JAKARTA | DN – Sejak berdirinya Lembaga Manajemen Kolektif Nasional (LMKN) pada tahun 2015, harapan besar muncul untuk menciptakan sistem pengelolaan royalti musik yang lebih transparan, akuntabel, dan berkeadilan bagi para musisi. Namun, satu dekade berlalu, industri musik Indonesia masih dihadapkan pada berbagai tantangan yang menimbulkan konflik di antara para pemangku kepentingan.
Menurut Heru Nugroho, salah satu individu yang turut membidani lahirnya LMKN, visi awal pembentukan lembaga ini adalah untuk mengakhiri persoalan kompleks dalam distribusi royalti musik. “Spirit awal LMKN adalah menata sistem royalti agar lebih terstruktur dan mampu menyejahterakan musisi. Namun, hingga kini, masih banyak kendala yang harus diselesaikan,” ungkapnya.
Tantangan dan Akar Masalah
Heru mengidentifikasi dua permasalahan utama yang masih membelit industri musik nasional:
- Minimnya Sosialisasi dan Edukasi Meski telah berjalan 10 tahun, masih banyak pencipta dan musisi yang belum memahami hak-hak mereka, alur distribusi royalti, serta cara klaim yang benar. Sosialisasi yang dilakukan oleh LMKN dan Lembaga Manajemen Kolektif (LMK) dinilai belum cukup menjangkau seluruh lapisan musisi di Indonesia.
- Resistensi terhadap Perubahan Industri musik Indonesia telah eksis jauh sebelum Undang-Undang Hak Cipta Nomor 28 Tahun 2014 diterbitkan. Pola dan kebiasaan lama masih kuat mengakar, membuat beberapa pemangku kepentingan kesulitan beradaptasi dengan sistem royalti yang lebih modern dan terintegrasi.

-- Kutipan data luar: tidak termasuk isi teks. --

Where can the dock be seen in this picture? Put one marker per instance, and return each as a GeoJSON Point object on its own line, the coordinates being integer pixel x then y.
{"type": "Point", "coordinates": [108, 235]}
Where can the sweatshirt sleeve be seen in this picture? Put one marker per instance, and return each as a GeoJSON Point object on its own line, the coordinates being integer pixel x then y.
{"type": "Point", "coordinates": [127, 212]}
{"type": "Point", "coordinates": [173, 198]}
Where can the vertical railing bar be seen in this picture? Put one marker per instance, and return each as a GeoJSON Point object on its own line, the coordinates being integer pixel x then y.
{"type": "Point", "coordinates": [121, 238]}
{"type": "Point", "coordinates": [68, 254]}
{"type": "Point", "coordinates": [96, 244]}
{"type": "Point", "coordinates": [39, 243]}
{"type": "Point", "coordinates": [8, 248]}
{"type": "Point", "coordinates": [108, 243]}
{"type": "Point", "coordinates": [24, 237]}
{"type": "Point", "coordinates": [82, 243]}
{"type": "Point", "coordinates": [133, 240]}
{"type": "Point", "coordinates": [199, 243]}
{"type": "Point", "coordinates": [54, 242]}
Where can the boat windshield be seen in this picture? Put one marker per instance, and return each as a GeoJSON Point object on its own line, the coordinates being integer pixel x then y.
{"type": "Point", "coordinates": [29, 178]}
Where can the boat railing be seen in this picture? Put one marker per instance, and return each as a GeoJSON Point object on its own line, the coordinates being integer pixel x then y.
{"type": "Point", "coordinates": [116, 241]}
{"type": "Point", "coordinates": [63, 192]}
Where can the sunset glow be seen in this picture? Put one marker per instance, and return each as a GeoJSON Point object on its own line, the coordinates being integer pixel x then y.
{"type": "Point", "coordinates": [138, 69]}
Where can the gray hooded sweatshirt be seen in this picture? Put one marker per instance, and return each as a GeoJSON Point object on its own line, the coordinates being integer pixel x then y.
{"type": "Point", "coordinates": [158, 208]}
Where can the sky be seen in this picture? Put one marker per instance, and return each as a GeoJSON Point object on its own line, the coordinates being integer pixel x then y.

Dampak bagi Industri Musik Nasional
Heru menekankan bahwa konflik berulang ini berdampak negatif pada ekosistem musik nasional. Energi yang seharusnya digunakan untuk berkarya justru tersita dalam perseteruan hukum. “Ketika musisi terus berseteru, bagaimana kita bisa bersaing dengan industri musik asing yang lebih solid dalam pengelolaan royalti?” ujarnya.